5. Were it up to miners and me, all of my transactions would be on-chain. This is why Bitcoin had to fork into Bitcoin Cash, so that the validators of my transactions are the ones with the correct economic incentives.
4. These regulator-nodes also think they determine which transactions are worthy to be included in the blockchain and which are "spam". You must hope your use is deemed worthy enough for their unnecessary validation.
3. Then, these non-mining nodes turn around and complain about their costs. They even want to throttle businesses, users, and use-cases to make sure their unnecessary, unwanted "services" don't get too expensive.
2. Non-mining nodes claim to protect me from businesses that I want to patronize. I am not scared of miners, and I do not want NMN to "verify" transactions on my behalf.
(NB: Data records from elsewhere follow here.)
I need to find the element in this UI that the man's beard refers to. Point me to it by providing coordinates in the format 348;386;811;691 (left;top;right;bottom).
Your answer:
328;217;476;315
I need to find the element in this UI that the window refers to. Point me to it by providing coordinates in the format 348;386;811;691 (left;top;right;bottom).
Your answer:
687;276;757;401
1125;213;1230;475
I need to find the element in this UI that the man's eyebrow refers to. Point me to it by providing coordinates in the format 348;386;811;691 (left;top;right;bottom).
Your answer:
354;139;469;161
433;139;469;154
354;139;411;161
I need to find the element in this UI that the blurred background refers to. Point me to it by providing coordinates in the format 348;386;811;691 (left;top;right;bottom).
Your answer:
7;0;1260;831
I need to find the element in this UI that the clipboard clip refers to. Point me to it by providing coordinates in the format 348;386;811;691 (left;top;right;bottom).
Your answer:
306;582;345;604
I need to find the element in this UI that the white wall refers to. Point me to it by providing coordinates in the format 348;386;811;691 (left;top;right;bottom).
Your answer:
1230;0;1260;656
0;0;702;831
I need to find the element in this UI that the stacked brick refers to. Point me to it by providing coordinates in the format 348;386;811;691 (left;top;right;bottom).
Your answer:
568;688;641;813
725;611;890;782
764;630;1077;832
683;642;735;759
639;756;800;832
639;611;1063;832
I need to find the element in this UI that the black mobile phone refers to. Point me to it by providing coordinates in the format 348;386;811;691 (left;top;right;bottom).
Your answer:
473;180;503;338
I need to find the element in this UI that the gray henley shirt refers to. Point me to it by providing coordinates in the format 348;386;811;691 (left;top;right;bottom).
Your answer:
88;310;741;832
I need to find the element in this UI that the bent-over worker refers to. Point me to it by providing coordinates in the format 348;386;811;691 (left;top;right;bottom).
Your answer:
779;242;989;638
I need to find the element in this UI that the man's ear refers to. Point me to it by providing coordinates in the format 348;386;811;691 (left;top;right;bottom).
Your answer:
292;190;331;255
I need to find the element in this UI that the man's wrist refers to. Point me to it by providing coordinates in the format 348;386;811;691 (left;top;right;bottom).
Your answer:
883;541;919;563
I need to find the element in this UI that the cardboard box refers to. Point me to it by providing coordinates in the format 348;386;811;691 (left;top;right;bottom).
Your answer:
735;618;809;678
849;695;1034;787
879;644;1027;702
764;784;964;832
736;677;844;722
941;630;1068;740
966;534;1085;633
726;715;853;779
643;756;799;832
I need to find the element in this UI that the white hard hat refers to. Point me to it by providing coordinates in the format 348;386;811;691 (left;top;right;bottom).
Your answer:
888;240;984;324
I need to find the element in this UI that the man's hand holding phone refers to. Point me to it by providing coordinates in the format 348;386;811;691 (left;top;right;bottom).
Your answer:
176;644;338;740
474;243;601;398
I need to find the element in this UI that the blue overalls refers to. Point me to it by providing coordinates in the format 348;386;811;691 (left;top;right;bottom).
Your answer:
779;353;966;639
They have no economic incentive to do so.
1. Non-mining nodes have turned into unwanted third-party regulators, getting between me and miners. They think of themselves as protectors of the network, but they've actually ruined the experience for most users.
99.99% of users will not learn how to code in order to use Bitcoin. BTC might capture the 0.01% of insular techies with time on their hands, but BCH can capture the rest of the global market for p2p electronic cash.
You know what would be an awesome feature? Chained transactions for longer messages + having an optional tick box on Yours.org to post longer-form writing to the blockchain, for however many tx fees it costs.